By Brian Dunn
McKeil Marine of Burlington, ON, has been chosen as one of Canada’s Best Managed Companies in 2018 by Deloitte Canada’s leading business awards program, which recognizes excellence in privately-owned Canadian companies.
For over 60 years (celebrating its 60th anniversary in 2016), McKeil has been providing marine transportation and project services for bulk and project shipments throughout the Great Lakes, St. Lawrence River, East Coast and Arctic. It recently moved its head office to Burlington from Hamilton and has sales offices in Montreal, Rothesay, NB, and St. John’s, Newfoundland and Labrador.
The company’s annual growth rate is typically in the low double digits, according to President and CEO Steve Fletcher who attributes the Deloitte award to hard work and dedication of its 375 shore-based, sailing and seasonal workers. Treating crew (employees) like family and driving forward as a high-performance team is always a focus for McKeil. This is how we have and will continue to operate.”
Most of the company’s growth comes from long-term contracts with existing clients in what Mr. Fletcher calls a cyclical business. For example, McKeil completed a project last year after 3 1/2 years of providing construction support for the Hebron oilfield Project Gravity Based Structure in Bull Arm, NL. It is currently completing an assignment using two barges to move workers and construction material for 27 Siemens turbines being built on Amherst Island off Kingston which are expected to produce 75 megawatts of generating capacity.
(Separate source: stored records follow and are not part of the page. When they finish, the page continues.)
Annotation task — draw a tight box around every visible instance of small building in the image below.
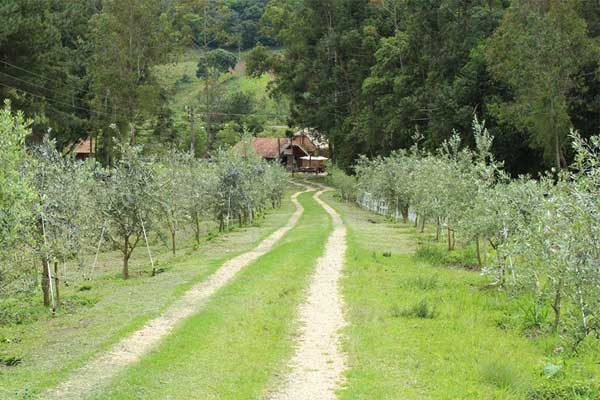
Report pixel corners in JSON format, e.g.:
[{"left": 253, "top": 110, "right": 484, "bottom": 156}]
[
  {"left": 241, "top": 131, "right": 327, "bottom": 172},
  {"left": 300, "top": 156, "right": 329, "bottom": 173}
]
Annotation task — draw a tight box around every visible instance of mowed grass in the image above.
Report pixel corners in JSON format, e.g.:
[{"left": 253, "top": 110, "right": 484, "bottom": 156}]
[
  {"left": 328, "top": 195, "right": 546, "bottom": 400},
  {"left": 93, "top": 193, "right": 332, "bottom": 400},
  {"left": 0, "top": 193, "right": 295, "bottom": 399}
]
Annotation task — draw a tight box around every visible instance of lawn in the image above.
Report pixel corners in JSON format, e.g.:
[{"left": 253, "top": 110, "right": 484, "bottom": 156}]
[
  {"left": 326, "top": 194, "right": 600, "bottom": 400},
  {"left": 0, "top": 190, "right": 295, "bottom": 399},
  {"left": 93, "top": 193, "right": 331, "bottom": 400}
]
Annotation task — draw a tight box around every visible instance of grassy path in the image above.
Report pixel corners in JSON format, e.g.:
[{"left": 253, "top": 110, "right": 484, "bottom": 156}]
[
  {"left": 268, "top": 189, "right": 346, "bottom": 400},
  {"left": 0, "top": 192, "right": 295, "bottom": 399},
  {"left": 327, "top": 195, "right": 548, "bottom": 400},
  {"left": 44, "top": 188, "right": 312, "bottom": 399},
  {"left": 87, "top": 189, "right": 331, "bottom": 399}
]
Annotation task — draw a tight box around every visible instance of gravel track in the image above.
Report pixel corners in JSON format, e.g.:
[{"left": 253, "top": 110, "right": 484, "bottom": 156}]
[
  {"left": 266, "top": 188, "right": 347, "bottom": 400},
  {"left": 42, "top": 185, "right": 315, "bottom": 400}
]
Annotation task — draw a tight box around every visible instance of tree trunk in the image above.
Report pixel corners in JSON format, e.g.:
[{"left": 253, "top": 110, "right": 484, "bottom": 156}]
[
  {"left": 194, "top": 213, "right": 200, "bottom": 244},
  {"left": 552, "top": 279, "right": 562, "bottom": 333},
  {"left": 54, "top": 261, "right": 60, "bottom": 309},
  {"left": 123, "top": 237, "right": 131, "bottom": 279},
  {"left": 400, "top": 207, "right": 408, "bottom": 224},
  {"left": 171, "top": 231, "right": 177, "bottom": 255},
  {"left": 42, "top": 258, "right": 50, "bottom": 307},
  {"left": 475, "top": 235, "right": 483, "bottom": 268}
]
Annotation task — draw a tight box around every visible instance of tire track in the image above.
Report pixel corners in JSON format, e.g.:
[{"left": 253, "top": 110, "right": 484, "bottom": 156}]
[
  {"left": 266, "top": 188, "right": 347, "bottom": 400},
  {"left": 42, "top": 185, "right": 315, "bottom": 400}
]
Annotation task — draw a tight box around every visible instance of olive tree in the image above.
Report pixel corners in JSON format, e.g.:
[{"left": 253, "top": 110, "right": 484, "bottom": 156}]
[
  {"left": 33, "top": 137, "right": 93, "bottom": 308},
  {"left": 97, "top": 144, "right": 157, "bottom": 279},
  {"left": 0, "top": 101, "right": 34, "bottom": 292},
  {"left": 156, "top": 150, "right": 189, "bottom": 255}
]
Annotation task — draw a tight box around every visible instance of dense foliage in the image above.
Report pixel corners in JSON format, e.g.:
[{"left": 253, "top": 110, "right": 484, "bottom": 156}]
[
  {"left": 0, "top": 0, "right": 275, "bottom": 162},
  {"left": 332, "top": 120, "right": 600, "bottom": 347},
  {"left": 270, "top": 0, "right": 600, "bottom": 176},
  {"left": 0, "top": 104, "right": 287, "bottom": 307}
]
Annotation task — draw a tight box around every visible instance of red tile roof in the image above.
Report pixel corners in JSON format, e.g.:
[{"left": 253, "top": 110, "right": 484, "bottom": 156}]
[
  {"left": 73, "top": 137, "right": 96, "bottom": 154},
  {"left": 252, "top": 137, "right": 290, "bottom": 158}
]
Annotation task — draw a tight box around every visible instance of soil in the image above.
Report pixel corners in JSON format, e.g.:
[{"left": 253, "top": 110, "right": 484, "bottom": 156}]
[
  {"left": 266, "top": 189, "right": 347, "bottom": 400},
  {"left": 42, "top": 187, "right": 314, "bottom": 400}
]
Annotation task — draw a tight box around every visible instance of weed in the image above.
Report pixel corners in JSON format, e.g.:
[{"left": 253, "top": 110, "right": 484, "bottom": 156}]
[
  {"left": 392, "top": 299, "right": 437, "bottom": 319},
  {"left": 0, "top": 356, "right": 23, "bottom": 367},
  {"left": 481, "top": 361, "right": 524, "bottom": 392},
  {"left": 413, "top": 275, "right": 439, "bottom": 290},
  {"left": 520, "top": 299, "right": 550, "bottom": 330},
  {"left": 527, "top": 379, "right": 600, "bottom": 400}
]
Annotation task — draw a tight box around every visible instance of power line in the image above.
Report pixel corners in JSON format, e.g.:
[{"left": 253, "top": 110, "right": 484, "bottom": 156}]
[
  {"left": 0, "top": 60, "right": 70, "bottom": 85},
  {"left": 0, "top": 82, "right": 120, "bottom": 117}
]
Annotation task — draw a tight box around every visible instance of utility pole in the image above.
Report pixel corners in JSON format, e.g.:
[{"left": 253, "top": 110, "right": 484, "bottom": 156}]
[
  {"left": 204, "top": 2, "right": 212, "bottom": 158},
  {"left": 187, "top": 106, "right": 196, "bottom": 156}
]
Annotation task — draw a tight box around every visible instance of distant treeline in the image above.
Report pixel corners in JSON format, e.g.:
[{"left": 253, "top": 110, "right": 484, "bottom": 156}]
[
  {"left": 0, "top": 0, "right": 276, "bottom": 164},
  {"left": 257, "top": 0, "right": 600, "bottom": 174}
]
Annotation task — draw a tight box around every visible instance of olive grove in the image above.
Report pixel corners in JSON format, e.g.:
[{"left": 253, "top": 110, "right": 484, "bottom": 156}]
[{"left": 331, "top": 120, "right": 600, "bottom": 348}]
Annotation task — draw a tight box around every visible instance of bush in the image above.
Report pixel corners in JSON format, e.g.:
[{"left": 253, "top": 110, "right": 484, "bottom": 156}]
[{"left": 392, "top": 299, "right": 437, "bottom": 319}]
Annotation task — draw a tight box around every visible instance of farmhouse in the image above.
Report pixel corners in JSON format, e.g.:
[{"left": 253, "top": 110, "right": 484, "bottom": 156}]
[{"left": 241, "top": 131, "right": 327, "bottom": 172}]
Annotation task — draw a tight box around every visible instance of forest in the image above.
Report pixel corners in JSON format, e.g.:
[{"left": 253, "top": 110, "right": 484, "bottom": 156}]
[{"left": 0, "top": 0, "right": 600, "bottom": 400}]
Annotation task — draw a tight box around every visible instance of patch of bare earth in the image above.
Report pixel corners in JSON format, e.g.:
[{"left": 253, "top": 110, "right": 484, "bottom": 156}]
[
  {"left": 43, "top": 187, "right": 314, "bottom": 400},
  {"left": 266, "top": 189, "right": 347, "bottom": 400}
]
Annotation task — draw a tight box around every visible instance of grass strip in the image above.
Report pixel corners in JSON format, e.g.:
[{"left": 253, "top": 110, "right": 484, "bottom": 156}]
[
  {"left": 326, "top": 195, "right": 545, "bottom": 400},
  {"left": 93, "top": 193, "right": 331, "bottom": 399}
]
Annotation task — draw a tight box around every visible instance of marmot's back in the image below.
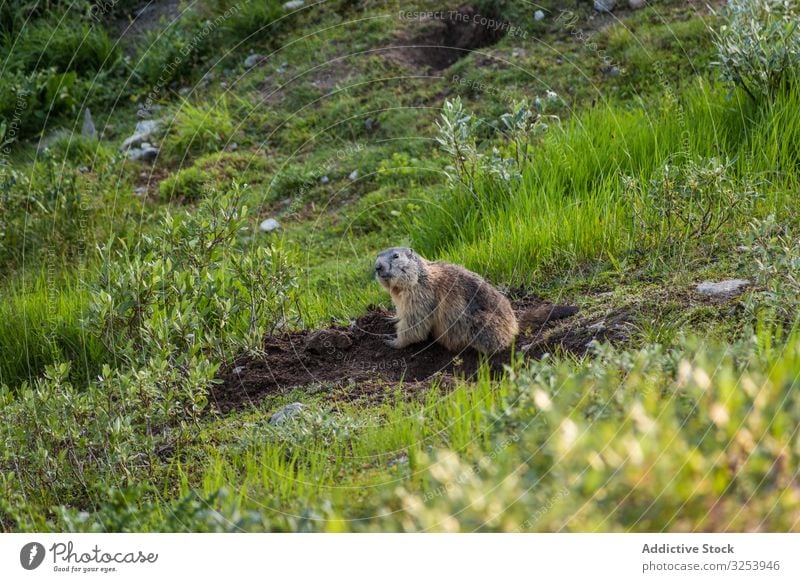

“We really don’t have one operating base,” said Mr. Fletcher. “We go where we’re needed and do repair work and dry-docking during the off season where we end a project before winter, or where we expect to be working in the spring. McKeil’s Amherst assets were originally on the East Coast, for example, and will go back there once the turbine project is finished.”
McKeil has considered acquisitions to grow the business, but is sticking to its core competence which is moving smaller loads in the 10,000-15,000-tonnes range. “We’re not competing with Algoma or CSL. We try to secure smaller niche cargos like specialty coal used in the refinery business. We may do four trips a year moving 10,000 tonnes per trip, which makes it easier for clients to manage inventory, rather than moving it all at once.”
McKeil is seeing moderate growth in various industries such as the steel industry, specialty raw materials, slabs and cement. It also transports niche size cargo loads in the agri-sector. “One silo may contain 12,000 tonnes of grain which we might transport in a single load. Transporting 25,000 tonnes in a single load would be far more difficult because there can be congestion on the St. Lawrence and it might be hard to accommodate 25,000 tonnes. We’re often competing against rail and truck, so we try to be cost competitive to gain a few percentage points of new business.”
The steel and aluminum business is doing well, except for the uncertainty of potential U.S. tariffs which could leave producers exposed to a sudden change in U.S. trade policy.
“There’s a great deal of iron ore being exported to China which is attractive for Algoma and CSL, and which allows us to pick up marginal business that is not cost effective for them,” said Mr. Fletcher.
In October, 2016, McKeil sold a majority share of the company to TorQuest Partners, which specializes in mid-market companies and manages more than $2 billion in equity capital. Without taking on too much debt, the deal allowed McKeil to purchase Ardita, a 139-metre bulk carrier previously used to carry grain and soybeans, and to convert it into a cement carrier at a cost of more than $20 million. McKeil began transporting cement on this vessel for its client Lehigh Cement to customers along Lake Ontario and Lake Erie earlier this year. “In order for the company to grow, we realized we needed additional capital. TorQuest has deep pockets which allow us to build the business and we get good insight from seasoned veterans in the investment community. We basically got financial capital and intellectual capital together.”
With the acquisition of Ardita, the company now operates four bulk carriers, 22 tugs and 30 barges. It is not necessarily the company’s intention to acquire more vessels. It will probably add more tugs and barges before another bulk carrier.
“But it will be based on opportunities. Certain cargo is best suited for barges and others for ship.”
Most of McKeil’s business is short-sea operations where it will usually transport cargo to a rail depot to continue the journey. A major client continues to be Aluminerie Alouette of Sept-Îles for whom McKeil transports aluminum to Oswego, NY, Toledo and Detroit.
Some of the challenges facing the company are regulatory changes, and the company’s limited capability to compete effectively with federal pilotage authorities to retain experienced employees. “We need to find a more cost effective way to provide services on an underutilized St. Lawrence Seaway. And the Pilotage Authority is recruiting from our industry which makes it challenging for us, as our crews are extremely experienced and are very familiar with the handling characteristics of our vessels.”